From a look at the call site in s_server.c, you can see that the analyzer has detected that buf points to the beginning of a statically allocated buffer. Therefore, in the ssl_lib.c code, if there are no ciphers in the cipher stack sk, then the access p[-1] is an underflow.
This demonstrates the need for an intermodule analysis, since there would be no way of knowing what buf referenced without examining the caller.
If it is the case that the number of ciphers cannot actually be 0 in practice, then the for loop should be converted to a do loop in order to make it clear that the loop is always executed at least once (ensuring that p[-1] does not underflow).
Another problem is a potential buffer overflow. No check is made in the ssl_lib.c code to ensure that the number of ciphers does not exceed the size of the buf parameter. Instead of relying on convention, a better programming practice would be to pass in the length of buf and then add code to check that overflow does not occur.
Resource Leaks
In line 2564 of file speed.c in OpenSSL:
fds=malloc(multi*sizeof *fds);
fds is a local pointer and is never used to free the allocated memory prior to return from the subroutine. Furthermore, fds is not saved in another variable where it could be later freed. Clearly, this is a memory leak. A simple denial of service attack on OpenSSL would be to invoke or cause to be invoked the speed command until all of memory is exhausted.
Conclusion
What better applications to pick, than popular, open source Internet
communications, for demonstrating the importance of automated source
code analyzers? Not only is this software of tremendous importance to
the world at large, but the fact that the software is open source
would, as many would argue, indicate that the code quality is expected
to be relatively high.
According to the book Open Sources: Voices from the Open Source Revolution by DiBona, Ockman, and Stone (O’Reilly 1999): ”by sharing source code, Open Source developers make software more robust. Programs get used and tested in a wider variety of contexts than one programmer could generate, and bugs get uncovered that otherwise would not be found.”
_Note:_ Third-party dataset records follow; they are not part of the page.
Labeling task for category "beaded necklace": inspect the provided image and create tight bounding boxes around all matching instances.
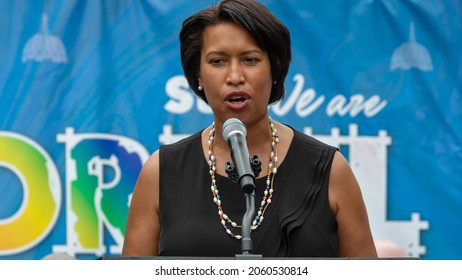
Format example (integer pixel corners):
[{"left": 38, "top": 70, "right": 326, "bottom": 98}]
[{"left": 208, "top": 118, "right": 279, "bottom": 239}]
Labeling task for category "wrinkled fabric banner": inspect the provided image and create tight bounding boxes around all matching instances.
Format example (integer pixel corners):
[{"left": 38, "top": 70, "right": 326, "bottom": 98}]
[{"left": 0, "top": 0, "right": 462, "bottom": 259}]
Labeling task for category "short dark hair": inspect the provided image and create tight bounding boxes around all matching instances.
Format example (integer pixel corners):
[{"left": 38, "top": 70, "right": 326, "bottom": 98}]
[{"left": 180, "top": 0, "right": 292, "bottom": 104}]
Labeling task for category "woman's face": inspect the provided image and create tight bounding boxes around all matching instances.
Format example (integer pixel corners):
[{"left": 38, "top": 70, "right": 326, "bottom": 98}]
[{"left": 199, "top": 23, "right": 272, "bottom": 125}]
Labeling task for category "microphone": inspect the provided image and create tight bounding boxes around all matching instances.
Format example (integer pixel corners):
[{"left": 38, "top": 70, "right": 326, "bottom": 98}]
[{"left": 222, "top": 118, "right": 255, "bottom": 194}]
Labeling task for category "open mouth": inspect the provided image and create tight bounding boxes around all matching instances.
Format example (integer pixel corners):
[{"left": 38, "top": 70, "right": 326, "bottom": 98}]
[{"left": 228, "top": 96, "right": 245, "bottom": 103}]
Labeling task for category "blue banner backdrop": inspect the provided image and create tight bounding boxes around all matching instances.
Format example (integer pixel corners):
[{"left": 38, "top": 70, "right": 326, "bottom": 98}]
[{"left": 0, "top": 0, "right": 462, "bottom": 259}]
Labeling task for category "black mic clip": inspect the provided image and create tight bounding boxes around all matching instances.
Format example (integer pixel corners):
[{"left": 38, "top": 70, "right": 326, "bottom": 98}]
[{"left": 225, "top": 155, "right": 261, "bottom": 184}]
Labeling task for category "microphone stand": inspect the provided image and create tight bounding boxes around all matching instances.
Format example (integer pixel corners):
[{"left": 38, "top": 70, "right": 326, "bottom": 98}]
[{"left": 236, "top": 176, "right": 263, "bottom": 260}]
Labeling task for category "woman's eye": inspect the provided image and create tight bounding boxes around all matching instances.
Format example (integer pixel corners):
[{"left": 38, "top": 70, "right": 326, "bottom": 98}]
[
  {"left": 244, "top": 57, "right": 259, "bottom": 64},
  {"left": 210, "top": 58, "right": 223, "bottom": 65}
]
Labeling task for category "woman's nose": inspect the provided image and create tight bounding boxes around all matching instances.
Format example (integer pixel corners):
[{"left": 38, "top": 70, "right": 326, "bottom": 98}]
[{"left": 226, "top": 62, "right": 245, "bottom": 86}]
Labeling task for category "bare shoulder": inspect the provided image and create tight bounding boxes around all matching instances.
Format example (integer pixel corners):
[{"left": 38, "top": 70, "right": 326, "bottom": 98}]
[
  {"left": 329, "top": 151, "right": 377, "bottom": 257},
  {"left": 122, "top": 151, "right": 160, "bottom": 256}
]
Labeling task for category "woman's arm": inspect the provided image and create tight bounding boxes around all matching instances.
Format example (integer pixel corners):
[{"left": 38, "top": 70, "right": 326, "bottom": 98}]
[
  {"left": 122, "top": 151, "right": 160, "bottom": 256},
  {"left": 329, "top": 152, "right": 377, "bottom": 258}
]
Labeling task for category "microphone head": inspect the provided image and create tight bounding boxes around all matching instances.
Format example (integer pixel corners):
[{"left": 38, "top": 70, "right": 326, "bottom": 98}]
[{"left": 221, "top": 118, "right": 247, "bottom": 142}]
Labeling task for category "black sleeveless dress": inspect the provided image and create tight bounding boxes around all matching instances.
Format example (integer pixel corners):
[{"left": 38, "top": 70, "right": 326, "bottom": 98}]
[{"left": 158, "top": 130, "right": 338, "bottom": 257}]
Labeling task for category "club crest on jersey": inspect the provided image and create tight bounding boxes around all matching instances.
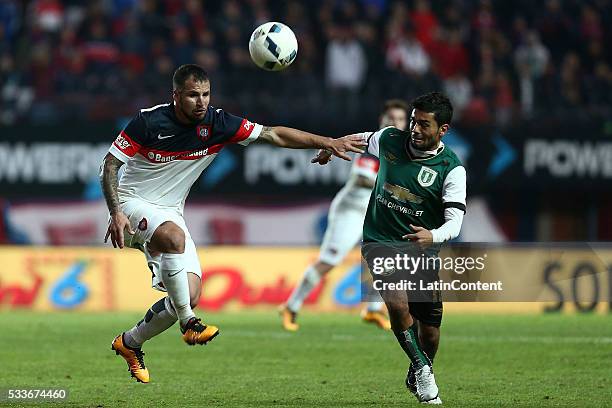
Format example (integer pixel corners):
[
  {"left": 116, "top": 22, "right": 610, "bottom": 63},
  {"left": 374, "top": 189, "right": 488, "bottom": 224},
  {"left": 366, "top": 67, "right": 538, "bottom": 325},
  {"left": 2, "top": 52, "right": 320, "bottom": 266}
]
[
  {"left": 138, "top": 218, "right": 148, "bottom": 231},
  {"left": 196, "top": 125, "right": 212, "bottom": 142},
  {"left": 417, "top": 166, "right": 438, "bottom": 187}
]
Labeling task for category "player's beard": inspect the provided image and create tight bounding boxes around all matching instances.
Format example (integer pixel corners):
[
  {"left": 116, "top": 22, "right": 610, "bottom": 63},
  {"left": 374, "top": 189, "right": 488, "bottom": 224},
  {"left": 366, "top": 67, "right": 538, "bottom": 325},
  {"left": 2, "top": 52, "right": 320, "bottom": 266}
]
[
  {"left": 408, "top": 137, "right": 439, "bottom": 152},
  {"left": 179, "top": 105, "right": 206, "bottom": 125}
]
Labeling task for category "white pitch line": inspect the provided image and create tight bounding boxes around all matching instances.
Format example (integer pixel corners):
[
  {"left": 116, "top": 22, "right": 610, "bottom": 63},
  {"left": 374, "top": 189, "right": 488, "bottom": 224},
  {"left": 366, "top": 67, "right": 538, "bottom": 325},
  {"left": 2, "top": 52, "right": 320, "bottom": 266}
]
[{"left": 225, "top": 328, "right": 612, "bottom": 344}]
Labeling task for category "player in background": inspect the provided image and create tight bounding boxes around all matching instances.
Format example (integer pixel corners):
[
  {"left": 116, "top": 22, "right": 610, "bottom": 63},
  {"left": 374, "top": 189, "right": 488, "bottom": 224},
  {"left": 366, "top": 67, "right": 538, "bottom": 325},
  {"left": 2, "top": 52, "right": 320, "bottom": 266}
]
[
  {"left": 101, "top": 64, "right": 366, "bottom": 383},
  {"left": 280, "top": 99, "right": 408, "bottom": 331},
  {"left": 313, "top": 92, "right": 466, "bottom": 404}
]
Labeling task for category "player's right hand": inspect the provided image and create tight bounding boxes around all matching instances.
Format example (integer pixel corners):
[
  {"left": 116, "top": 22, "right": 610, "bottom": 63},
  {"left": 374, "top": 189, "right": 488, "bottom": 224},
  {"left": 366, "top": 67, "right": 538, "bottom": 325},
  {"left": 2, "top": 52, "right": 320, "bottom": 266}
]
[
  {"left": 310, "top": 149, "right": 332, "bottom": 166},
  {"left": 104, "top": 211, "right": 135, "bottom": 248},
  {"left": 327, "top": 135, "right": 368, "bottom": 161}
]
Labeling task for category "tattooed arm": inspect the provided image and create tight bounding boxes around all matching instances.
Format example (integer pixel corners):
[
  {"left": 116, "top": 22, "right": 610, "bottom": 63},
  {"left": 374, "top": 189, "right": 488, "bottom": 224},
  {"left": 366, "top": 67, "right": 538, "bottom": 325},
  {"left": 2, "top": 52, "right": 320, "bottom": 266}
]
[
  {"left": 100, "top": 153, "right": 134, "bottom": 248},
  {"left": 259, "top": 126, "right": 366, "bottom": 161}
]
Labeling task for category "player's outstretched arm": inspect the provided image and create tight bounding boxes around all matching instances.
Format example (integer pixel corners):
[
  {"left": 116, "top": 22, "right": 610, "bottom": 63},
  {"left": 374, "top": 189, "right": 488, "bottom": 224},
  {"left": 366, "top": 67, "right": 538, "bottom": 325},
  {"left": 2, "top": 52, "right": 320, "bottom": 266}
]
[
  {"left": 259, "top": 126, "right": 367, "bottom": 161},
  {"left": 100, "top": 153, "right": 134, "bottom": 248}
]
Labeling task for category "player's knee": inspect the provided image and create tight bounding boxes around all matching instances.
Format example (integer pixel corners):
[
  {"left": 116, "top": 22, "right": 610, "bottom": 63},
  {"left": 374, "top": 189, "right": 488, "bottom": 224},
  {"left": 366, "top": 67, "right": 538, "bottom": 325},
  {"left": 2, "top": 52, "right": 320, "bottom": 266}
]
[
  {"left": 163, "top": 228, "right": 185, "bottom": 254},
  {"left": 151, "top": 221, "right": 185, "bottom": 254},
  {"left": 387, "top": 302, "right": 410, "bottom": 319},
  {"left": 189, "top": 294, "right": 200, "bottom": 309},
  {"left": 168, "top": 231, "right": 185, "bottom": 254},
  {"left": 419, "top": 325, "right": 440, "bottom": 344}
]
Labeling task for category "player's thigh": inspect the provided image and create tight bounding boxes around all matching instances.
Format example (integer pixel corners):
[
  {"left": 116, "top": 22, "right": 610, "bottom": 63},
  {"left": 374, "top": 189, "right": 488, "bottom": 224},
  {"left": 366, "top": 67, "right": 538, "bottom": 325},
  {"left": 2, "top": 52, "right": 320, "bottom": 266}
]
[
  {"left": 183, "top": 236, "right": 202, "bottom": 301},
  {"left": 319, "top": 210, "right": 363, "bottom": 265},
  {"left": 121, "top": 199, "right": 184, "bottom": 249},
  {"left": 361, "top": 243, "right": 410, "bottom": 315}
]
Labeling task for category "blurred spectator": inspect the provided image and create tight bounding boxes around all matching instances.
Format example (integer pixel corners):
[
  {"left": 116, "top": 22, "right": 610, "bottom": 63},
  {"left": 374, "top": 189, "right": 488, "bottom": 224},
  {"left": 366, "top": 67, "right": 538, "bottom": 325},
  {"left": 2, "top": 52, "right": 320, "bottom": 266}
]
[
  {"left": 559, "top": 52, "right": 583, "bottom": 108},
  {"left": 387, "top": 28, "right": 430, "bottom": 77},
  {"left": 0, "top": 0, "right": 612, "bottom": 124},
  {"left": 444, "top": 72, "right": 472, "bottom": 119},
  {"left": 514, "top": 31, "right": 549, "bottom": 79},
  {"left": 326, "top": 26, "right": 368, "bottom": 92},
  {"left": 431, "top": 29, "right": 470, "bottom": 78},
  {"left": 408, "top": 0, "right": 438, "bottom": 51}
]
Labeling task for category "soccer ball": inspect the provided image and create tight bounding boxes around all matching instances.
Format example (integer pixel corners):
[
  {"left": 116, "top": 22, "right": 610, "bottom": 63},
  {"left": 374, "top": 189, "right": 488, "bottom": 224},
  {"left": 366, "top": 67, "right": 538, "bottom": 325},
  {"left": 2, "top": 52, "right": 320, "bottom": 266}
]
[{"left": 249, "top": 21, "right": 297, "bottom": 71}]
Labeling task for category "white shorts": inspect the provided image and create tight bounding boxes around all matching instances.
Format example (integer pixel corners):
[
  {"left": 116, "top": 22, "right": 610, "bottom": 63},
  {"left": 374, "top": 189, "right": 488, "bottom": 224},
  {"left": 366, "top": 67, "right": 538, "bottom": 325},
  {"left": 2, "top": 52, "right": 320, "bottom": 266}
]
[
  {"left": 319, "top": 205, "right": 365, "bottom": 266},
  {"left": 121, "top": 198, "right": 202, "bottom": 291}
]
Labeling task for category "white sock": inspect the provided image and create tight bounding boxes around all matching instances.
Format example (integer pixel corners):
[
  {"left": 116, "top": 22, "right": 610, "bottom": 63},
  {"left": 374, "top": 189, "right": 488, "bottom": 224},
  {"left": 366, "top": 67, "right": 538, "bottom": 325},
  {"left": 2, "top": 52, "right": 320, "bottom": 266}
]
[
  {"left": 287, "top": 266, "right": 321, "bottom": 313},
  {"left": 366, "top": 302, "right": 385, "bottom": 312},
  {"left": 124, "top": 297, "right": 177, "bottom": 348},
  {"left": 366, "top": 284, "right": 385, "bottom": 312},
  {"left": 159, "top": 253, "right": 195, "bottom": 325}
]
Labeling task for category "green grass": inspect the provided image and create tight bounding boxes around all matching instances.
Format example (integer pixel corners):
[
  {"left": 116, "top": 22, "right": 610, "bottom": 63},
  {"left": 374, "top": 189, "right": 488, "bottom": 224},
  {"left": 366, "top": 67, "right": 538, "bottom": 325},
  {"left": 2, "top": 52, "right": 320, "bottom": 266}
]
[{"left": 0, "top": 312, "right": 612, "bottom": 408}]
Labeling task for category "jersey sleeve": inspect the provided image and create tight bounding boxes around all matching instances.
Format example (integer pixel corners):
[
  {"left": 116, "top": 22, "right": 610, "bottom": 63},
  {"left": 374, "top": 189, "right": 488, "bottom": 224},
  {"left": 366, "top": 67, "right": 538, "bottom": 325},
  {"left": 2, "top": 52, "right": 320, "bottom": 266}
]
[
  {"left": 351, "top": 153, "right": 380, "bottom": 180},
  {"left": 442, "top": 166, "right": 467, "bottom": 213},
  {"left": 108, "top": 113, "right": 146, "bottom": 163},
  {"left": 431, "top": 166, "right": 467, "bottom": 242},
  {"left": 213, "top": 109, "right": 263, "bottom": 146},
  {"left": 366, "top": 126, "right": 389, "bottom": 157}
]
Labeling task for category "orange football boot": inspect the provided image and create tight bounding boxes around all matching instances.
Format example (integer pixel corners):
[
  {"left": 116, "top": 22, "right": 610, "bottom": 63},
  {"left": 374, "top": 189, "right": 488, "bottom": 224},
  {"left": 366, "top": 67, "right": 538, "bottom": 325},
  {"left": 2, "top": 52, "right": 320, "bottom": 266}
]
[
  {"left": 111, "top": 333, "right": 149, "bottom": 383},
  {"left": 181, "top": 317, "right": 219, "bottom": 346},
  {"left": 278, "top": 305, "right": 300, "bottom": 331}
]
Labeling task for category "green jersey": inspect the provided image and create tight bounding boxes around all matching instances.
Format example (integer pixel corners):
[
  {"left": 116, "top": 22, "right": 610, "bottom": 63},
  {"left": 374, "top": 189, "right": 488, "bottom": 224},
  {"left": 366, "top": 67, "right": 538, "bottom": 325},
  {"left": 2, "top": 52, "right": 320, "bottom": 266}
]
[{"left": 363, "top": 127, "right": 465, "bottom": 242}]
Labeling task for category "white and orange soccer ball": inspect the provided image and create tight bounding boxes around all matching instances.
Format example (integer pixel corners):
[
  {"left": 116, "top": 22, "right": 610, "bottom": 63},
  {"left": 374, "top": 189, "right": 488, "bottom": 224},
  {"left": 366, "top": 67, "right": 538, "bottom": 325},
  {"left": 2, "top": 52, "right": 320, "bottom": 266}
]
[{"left": 249, "top": 21, "right": 297, "bottom": 71}]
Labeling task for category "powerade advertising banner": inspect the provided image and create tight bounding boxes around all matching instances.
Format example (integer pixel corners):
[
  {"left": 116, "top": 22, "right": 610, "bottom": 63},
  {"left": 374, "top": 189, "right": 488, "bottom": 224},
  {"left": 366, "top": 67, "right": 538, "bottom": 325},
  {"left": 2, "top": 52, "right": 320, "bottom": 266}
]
[
  {"left": 0, "top": 118, "right": 612, "bottom": 200},
  {"left": 0, "top": 246, "right": 612, "bottom": 313}
]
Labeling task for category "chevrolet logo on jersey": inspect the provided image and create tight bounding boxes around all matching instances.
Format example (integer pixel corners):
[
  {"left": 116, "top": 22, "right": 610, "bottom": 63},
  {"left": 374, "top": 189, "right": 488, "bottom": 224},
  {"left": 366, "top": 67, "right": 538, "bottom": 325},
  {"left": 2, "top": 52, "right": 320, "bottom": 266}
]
[
  {"left": 417, "top": 166, "right": 438, "bottom": 187},
  {"left": 383, "top": 182, "right": 423, "bottom": 204}
]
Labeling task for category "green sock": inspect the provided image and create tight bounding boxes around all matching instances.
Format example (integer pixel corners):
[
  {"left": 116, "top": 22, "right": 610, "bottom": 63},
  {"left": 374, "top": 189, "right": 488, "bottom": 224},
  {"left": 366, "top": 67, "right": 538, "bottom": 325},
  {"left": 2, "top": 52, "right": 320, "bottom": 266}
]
[{"left": 394, "top": 324, "right": 431, "bottom": 371}]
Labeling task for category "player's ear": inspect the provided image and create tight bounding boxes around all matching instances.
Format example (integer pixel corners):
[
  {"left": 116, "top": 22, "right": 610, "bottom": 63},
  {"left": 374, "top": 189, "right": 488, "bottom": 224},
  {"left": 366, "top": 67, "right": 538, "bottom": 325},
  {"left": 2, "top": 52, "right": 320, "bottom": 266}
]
[{"left": 439, "top": 123, "right": 449, "bottom": 138}]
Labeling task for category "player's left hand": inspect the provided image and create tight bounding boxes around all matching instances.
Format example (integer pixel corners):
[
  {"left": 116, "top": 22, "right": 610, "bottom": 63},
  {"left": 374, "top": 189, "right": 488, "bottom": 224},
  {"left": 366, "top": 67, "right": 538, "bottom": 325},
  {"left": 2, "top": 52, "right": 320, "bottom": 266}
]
[
  {"left": 327, "top": 135, "right": 368, "bottom": 161},
  {"left": 402, "top": 224, "right": 433, "bottom": 246},
  {"left": 310, "top": 149, "right": 333, "bottom": 166}
]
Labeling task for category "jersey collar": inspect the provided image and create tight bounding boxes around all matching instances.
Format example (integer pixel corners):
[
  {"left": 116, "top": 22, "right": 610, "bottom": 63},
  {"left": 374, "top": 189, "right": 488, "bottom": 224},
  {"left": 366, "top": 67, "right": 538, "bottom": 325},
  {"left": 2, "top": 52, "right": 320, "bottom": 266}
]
[{"left": 406, "top": 139, "right": 444, "bottom": 160}]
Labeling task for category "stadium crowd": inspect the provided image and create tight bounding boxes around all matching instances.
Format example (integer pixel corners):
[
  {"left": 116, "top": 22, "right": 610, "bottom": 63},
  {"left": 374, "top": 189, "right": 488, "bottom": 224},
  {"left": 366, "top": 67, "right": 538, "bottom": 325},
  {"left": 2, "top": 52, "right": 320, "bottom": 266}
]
[{"left": 0, "top": 0, "right": 612, "bottom": 125}]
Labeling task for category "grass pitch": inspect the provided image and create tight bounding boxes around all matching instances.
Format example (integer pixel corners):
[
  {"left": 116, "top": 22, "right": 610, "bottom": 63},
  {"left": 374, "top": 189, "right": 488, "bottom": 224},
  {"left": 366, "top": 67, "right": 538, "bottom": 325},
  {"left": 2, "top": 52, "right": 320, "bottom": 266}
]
[{"left": 0, "top": 312, "right": 612, "bottom": 408}]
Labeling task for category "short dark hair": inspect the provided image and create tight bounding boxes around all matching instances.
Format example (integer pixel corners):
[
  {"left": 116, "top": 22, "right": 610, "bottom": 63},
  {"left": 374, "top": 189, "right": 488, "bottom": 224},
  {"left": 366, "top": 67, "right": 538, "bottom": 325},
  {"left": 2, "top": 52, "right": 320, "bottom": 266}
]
[
  {"left": 411, "top": 92, "right": 453, "bottom": 126},
  {"left": 172, "top": 64, "right": 208, "bottom": 89},
  {"left": 383, "top": 99, "right": 410, "bottom": 114}
]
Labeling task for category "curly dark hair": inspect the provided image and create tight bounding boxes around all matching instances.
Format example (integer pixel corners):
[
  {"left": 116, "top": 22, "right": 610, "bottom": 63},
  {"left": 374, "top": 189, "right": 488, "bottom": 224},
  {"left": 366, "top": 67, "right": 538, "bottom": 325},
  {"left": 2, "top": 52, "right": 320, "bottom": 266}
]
[
  {"left": 411, "top": 92, "right": 453, "bottom": 126},
  {"left": 172, "top": 64, "right": 208, "bottom": 89}
]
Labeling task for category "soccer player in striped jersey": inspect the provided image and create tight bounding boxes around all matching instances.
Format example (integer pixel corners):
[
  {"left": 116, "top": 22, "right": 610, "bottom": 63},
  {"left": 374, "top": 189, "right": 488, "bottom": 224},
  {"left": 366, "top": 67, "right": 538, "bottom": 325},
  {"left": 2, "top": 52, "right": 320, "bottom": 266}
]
[
  {"left": 101, "top": 64, "right": 366, "bottom": 383},
  {"left": 280, "top": 99, "right": 408, "bottom": 331}
]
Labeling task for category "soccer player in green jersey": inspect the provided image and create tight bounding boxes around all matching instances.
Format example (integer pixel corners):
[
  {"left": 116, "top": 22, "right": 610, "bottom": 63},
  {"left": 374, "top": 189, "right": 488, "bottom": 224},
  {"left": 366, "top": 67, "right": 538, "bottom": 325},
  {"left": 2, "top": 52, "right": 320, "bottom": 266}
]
[{"left": 313, "top": 92, "right": 466, "bottom": 404}]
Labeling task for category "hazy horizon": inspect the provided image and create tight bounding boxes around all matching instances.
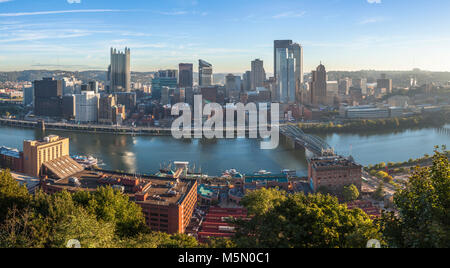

Unfortunately, in a complex software application such as Apache, it is simply not feasible for all flaws to be found by manual inspection. There are a number of mechanisms available to help in the struggle to improve software, including improved testing and design paradigms.
But automated source code analyzers are one of the most promising technologies. Using a source code analyzer should be a required part of every software organization’s development process. Not only is it effective at locating anomalies, but it can be used with little or no impact on build times and easily integrated with the regular software development environment.
David N. Kleidermacher is Vice
President of Engineering at Green Hills Software, Inc.